En Pacará Pintado se abrió ayer la primera celda de una planta de tratamiento de residuos. Con ella se completó la descomposición anaeróbica de la basura. Es una muestra de la transformación que pueden experimentar cientos de toneladas de desperdicios sometidos a un avanzado método de descomposición.

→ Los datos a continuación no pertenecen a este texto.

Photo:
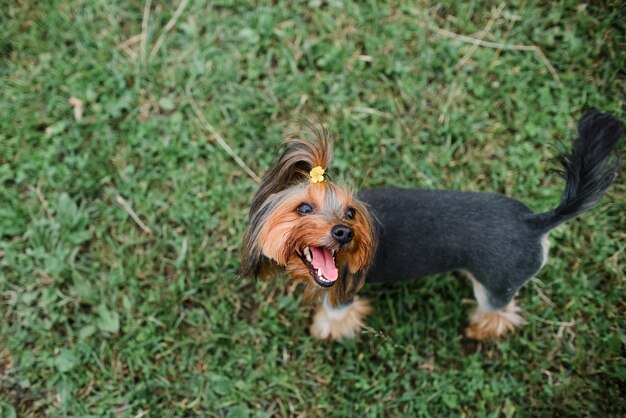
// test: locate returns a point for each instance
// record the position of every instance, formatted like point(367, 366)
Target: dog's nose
point(343, 234)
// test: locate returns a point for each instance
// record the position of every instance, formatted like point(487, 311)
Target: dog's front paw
point(494, 324)
point(336, 323)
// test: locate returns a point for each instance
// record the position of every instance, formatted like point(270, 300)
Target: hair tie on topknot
point(317, 175)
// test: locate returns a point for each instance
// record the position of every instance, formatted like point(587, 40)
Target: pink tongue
point(323, 259)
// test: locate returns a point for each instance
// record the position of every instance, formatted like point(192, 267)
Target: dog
point(333, 240)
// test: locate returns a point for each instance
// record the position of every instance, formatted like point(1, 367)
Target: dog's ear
point(298, 158)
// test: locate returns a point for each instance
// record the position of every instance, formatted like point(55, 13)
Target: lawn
point(122, 209)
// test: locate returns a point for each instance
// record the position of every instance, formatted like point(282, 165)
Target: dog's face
point(319, 232)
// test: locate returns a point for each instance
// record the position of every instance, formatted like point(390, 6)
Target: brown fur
point(346, 322)
point(277, 232)
point(485, 325)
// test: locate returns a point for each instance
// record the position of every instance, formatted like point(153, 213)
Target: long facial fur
point(276, 232)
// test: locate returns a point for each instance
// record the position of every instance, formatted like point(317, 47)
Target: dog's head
point(316, 229)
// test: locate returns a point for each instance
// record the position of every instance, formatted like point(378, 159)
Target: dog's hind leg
point(495, 315)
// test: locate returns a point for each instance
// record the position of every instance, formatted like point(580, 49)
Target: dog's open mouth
point(321, 264)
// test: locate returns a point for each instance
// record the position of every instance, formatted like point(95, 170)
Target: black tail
point(589, 169)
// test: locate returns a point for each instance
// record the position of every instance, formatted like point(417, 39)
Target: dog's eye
point(304, 209)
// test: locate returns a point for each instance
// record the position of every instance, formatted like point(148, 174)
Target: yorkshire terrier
point(333, 241)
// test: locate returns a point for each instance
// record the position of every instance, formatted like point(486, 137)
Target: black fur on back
point(589, 169)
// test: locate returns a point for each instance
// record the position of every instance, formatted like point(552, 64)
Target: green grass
point(103, 319)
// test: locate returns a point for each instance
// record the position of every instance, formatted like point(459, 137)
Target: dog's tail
point(589, 169)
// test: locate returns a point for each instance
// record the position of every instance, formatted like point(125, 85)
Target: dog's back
point(423, 232)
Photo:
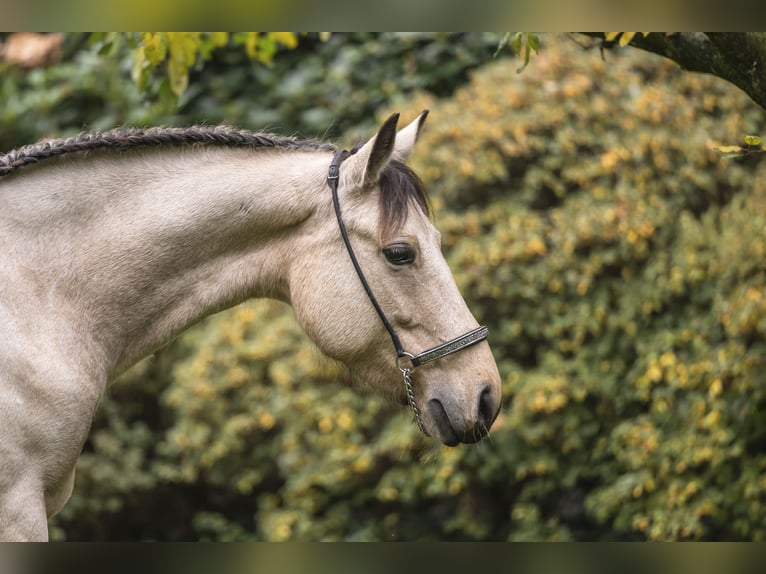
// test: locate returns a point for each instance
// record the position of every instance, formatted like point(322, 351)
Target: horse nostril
point(487, 409)
point(442, 422)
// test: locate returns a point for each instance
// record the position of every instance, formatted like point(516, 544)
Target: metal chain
point(411, 397)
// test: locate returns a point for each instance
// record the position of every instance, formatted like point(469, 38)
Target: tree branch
point(738, 57)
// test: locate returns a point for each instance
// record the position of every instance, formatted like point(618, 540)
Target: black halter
point(457, 344)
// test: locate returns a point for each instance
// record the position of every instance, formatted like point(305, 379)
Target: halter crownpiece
point(452, 346)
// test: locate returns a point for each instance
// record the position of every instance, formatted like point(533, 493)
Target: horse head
point(389, 283)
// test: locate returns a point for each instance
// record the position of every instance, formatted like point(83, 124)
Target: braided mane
point(399, 184)
point(122, 139)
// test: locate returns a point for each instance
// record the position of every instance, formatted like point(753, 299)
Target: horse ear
point(366, 164)
point(406, 138)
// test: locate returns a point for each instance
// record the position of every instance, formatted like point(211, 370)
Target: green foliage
point(529, 41)
point(620, 268)
point(322, 87)
point(752, 145)
point(179, 51)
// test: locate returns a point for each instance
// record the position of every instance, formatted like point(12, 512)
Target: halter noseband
point(457, 344)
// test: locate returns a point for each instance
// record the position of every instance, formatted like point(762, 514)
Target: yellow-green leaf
point(729, 149)
point(287, 39)
point(219, 38)
point(154, 48)
point(626, 38)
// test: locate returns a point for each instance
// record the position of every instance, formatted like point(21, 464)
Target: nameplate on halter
point(470, 338)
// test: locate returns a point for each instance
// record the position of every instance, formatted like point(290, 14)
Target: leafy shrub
point(620, 267)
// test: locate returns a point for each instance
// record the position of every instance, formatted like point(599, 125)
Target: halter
point(453, 345)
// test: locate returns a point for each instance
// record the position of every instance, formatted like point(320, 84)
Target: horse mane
point(123, 139)
point(399, 184)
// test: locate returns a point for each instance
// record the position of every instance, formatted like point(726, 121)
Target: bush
point(619, 264)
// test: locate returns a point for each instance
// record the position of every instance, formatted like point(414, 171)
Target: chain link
point(411, 397)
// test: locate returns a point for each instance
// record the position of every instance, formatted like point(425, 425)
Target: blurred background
point(618, 260)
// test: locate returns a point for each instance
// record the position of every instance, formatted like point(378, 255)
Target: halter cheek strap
point(452, 346)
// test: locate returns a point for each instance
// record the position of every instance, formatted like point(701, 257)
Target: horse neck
point(144, 245)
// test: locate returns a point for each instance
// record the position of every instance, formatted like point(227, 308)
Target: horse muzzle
point(452, 427)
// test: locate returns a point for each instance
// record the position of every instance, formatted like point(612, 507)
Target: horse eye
point(399, 254)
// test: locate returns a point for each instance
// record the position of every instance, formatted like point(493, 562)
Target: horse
point(112, 243)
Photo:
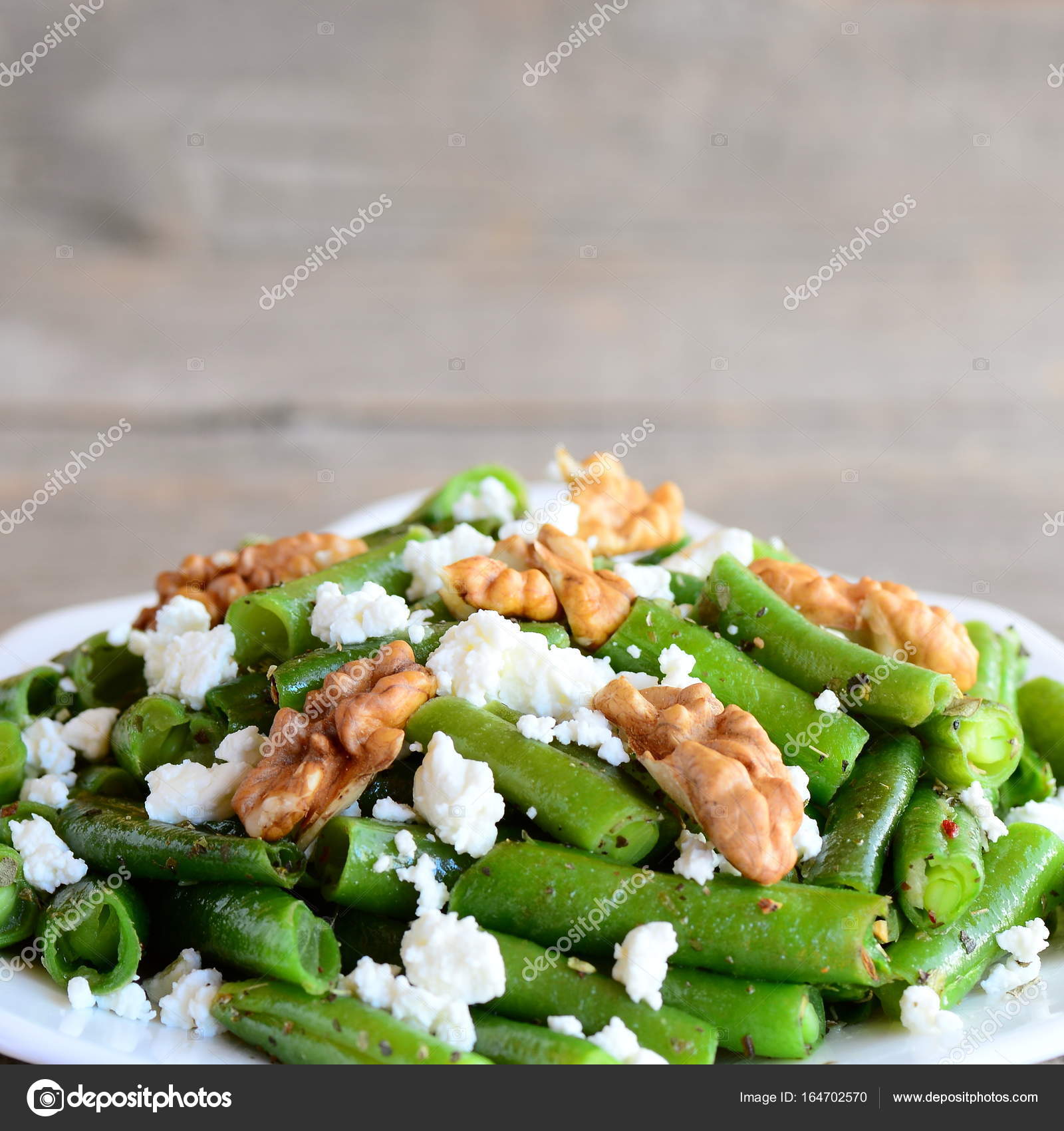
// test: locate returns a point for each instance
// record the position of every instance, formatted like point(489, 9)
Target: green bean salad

Esto es un gran avance, ya que la basura de los tucumanos podría llegar a convertirse en una masa inerte, y luego ser reutilizada para abonar tierra infértil o como elemento para la construcción, sin contaminar.
Además, de la misma basura podría generarse energía a partir de los gases de fermentación emitidos por los propios desechos.
La planta
Se trata de un avanzado sistema para el tratamiento de los Residuos Sólidos Urbanos (RSU) que se generan en el Gran San Miguel de Tucumán. La planta se ubica en Pacará Pintado, en la Banda del Río Salí, y fue un gran acontecimiento para la firma por la envergadura del problema que existe en la Argentina con la contaminación a través de la basura domiciliaria.
Los de ayer fueron los primeros resultados de un proceso que arrancó en 1998, cuando comenzaron a operar la planta.
Tucumán innova
El proceso que aplica Tucumán viene desde Canadá, aunque debió adaptarse por las condiciones climáticas de la provincia, que difieren con respecto a las del país del norte.
El subsecretario de Protección Ambiental de la provincia, Antonio Leone, seguró que "no hay antecedentes de esto. Están abriendo camino". Además, consideró que en Tucumán se está constituyendo un modelo para el país.